Interview with Apache Pig: Theory and Practical Guide

16 minute read

Apache Pig is an integral component of the Hadoop ecosystem. Since his birth more than a decade ago, he has helped thousands of analysts around the world make sense of massive data sets. Despite his importance, few people outside of the big data sector have heard of him, and some who are acquainted with him have only vague idea about his usage. A few days ago, I had the pleasure to sit down and talk with Apache Pig himself. Our discussion covered many topics — from his founding philosophy to practical guidance on writing his language, Pig Latin. Below is the excerpt of this interview. You can find a copy of this article in Towards Data Science.


Hi Pig! Thank you for this interview opportunity!

Thank you! It’s my pleasure to give this interview and gain some additional exposure for myself. You know, I’m tired of people confusing me with my buddies in the Hadoop ecosystem. To many, we are just a mishmash of colorfully-named tools that somehow fit together to facilitate the management of Big Data. This has got to change! We play distinct roles in the Hadoop ecosystem and a familiarity with each of us is key to understanding Big Data. It’s about time that I cleared this confusion and told the world who I really am!

Apache Pig

C'est moi - Apache Pig!


Great, that’s exactly what I’m here for! Now for the sake of our casual readers who are just getting started to the world of Big Data, could you please introduce yourself?

Of course! My name is Apache Pig, but most people just call me Pig. I am an open-source tool for analyzing large data sets.

I was conceived by Yahoo in 2006. My conception was driven by Yahoo’s need to transform and analyze massive amount of data without having to write complex MapReduce programs. In 2007, Yahoo open-sourced me under Apache Software Foundation (hence my first name). Since then, I have been guzzling and analyzing petabytes worth of data all around the world.

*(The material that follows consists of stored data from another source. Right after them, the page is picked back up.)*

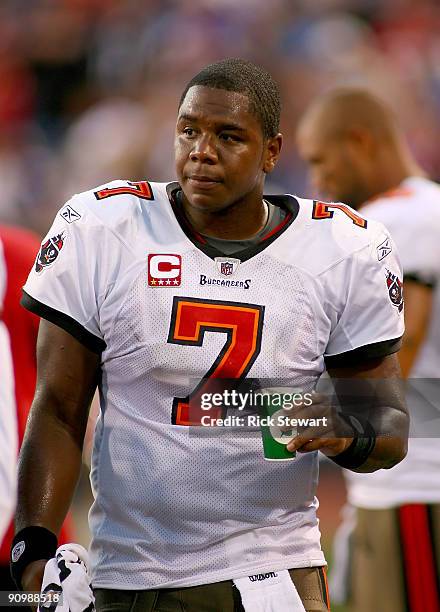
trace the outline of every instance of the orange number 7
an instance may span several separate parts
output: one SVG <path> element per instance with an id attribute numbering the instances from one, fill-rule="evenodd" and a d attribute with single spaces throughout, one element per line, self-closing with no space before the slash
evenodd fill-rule
<path id="1" fill-rule="evenodd" d="M 100 191 L 95 191 L 97 200 L 111 198 L 116 195 L 134 195 L 143 200 L 154 200 L 153 191 L 148 181 L 127 181 L 127 185 L 121 187 L 104 187 Z"/>
<path id="2" fill-rule="evenodd" d="M 204 390 L 212 393 L 213 379 L 242 379 L 261 350 L 264 306 L 175 297 L 168 342 L 202 346 L 205 332 L 226 333 L 227 339 L 217 359 L 187 397 L 175 397 L 172 423 L 201 425 L 203 415 L 219 418 L 222 408 L 201 409 Z"/>
<path id="3" fill-rule="evenodd" d="M 329 210 L 330 208 L 336 208 L 336 210 L 340 210 L 345 213 L 347 217 L 349 217 L 355 225 L 358 227 L 367 228 L 367 220 L 356 214 L 354 210 L 351 210 L 349 206 L 345 204 L 326 204 L 325 202 L 313 202 L 313 219 L 331 219 L 333 217 L 333 210 Z"/>

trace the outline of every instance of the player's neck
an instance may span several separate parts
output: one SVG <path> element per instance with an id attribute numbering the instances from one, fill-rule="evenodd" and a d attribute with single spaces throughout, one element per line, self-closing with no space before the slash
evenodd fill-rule
<path id="1" fill-rule="evenodd" d="M 397 189 L 405 179 L 411 176 L 425 176 L 425 173 L 410 154 L 400 152 L 399 155 L 385 157 L 381 163 L 377 164 L 373 172 L 370 192 L 366 194 L 364 203 Z"/>
<path id="2" fill-rule="evenodd" d="M 253 202 L 237 202 L 228 208 L 209 212 L 183 202 L 185 216 L 192 228 L 204 236 L 227 240 L 246 240 L 266 225 L 268 205 L 262 198 Z"/>

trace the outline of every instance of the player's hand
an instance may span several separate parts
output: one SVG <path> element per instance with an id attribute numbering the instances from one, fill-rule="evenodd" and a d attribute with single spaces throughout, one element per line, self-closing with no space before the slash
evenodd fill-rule
<path id="1" fill-rule="evenodd" d="M 309 438 L 308 436 L 298 435 L 287 445 L 288 451 L 298 453 L 310 453 L 321 451 L 327 457 L 335 457 L 347 449 L 353 442 L 353 438 Z"/>
<path id="2" fill-rule="evenodd" d="M 38 561 L 32 561 L 26 567 L 21 578 L 21 584 L 23 591 L 37 591 L 41 592 L 41 585 L 43 584 L 44 568 L 46 567 L 47 560 L 40 559 Z M 38 606 L 31 606 L 33 610 L 37 610 Z"/>
<path id="3" fill-rule="evenodd" d="M 320 450 L 328 457 L 339 455 L 353 441 L 353 429 L 340 419 L 334 406 L 325 395 L 312 392 L 312 404 L 303 404 L 295 410 L 285 410 L 285 415 L 295 419 L 315 419 L 317 424 L 298 428 L 297 435 L 287 444 L 287 450 L 309 453 Z M 282 427 L 288 431 L 289 427 Z"/>

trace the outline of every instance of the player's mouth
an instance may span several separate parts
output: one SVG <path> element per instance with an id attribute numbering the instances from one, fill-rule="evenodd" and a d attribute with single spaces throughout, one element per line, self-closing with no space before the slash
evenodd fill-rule
<path id="1" fill-rule="evenodd" d="M 217 187 L 221 183 L 219 179 L 205 174 L 191 174 L 188 181 L 193 187 L 202 191 Z"/>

I like your name! Can you elaborate on its origin?

Thanks! It is an interesting name, isn’t it? Many people think that my name stems from my creators’ effort to stick to the animal theme that permeates the Hadoop world. This is partly true — my name was indeed inspired by the eponymous animal🐷. This name, in turn, led to the adoption of cute nomenclatures for concepts related to me such as Pig Latin ⁠—my programming language— and Grunt⁠ —my interactive shell (more on these later).

Apache Pig

Apache Pig’s similarity to this cute fella is more than skin deep!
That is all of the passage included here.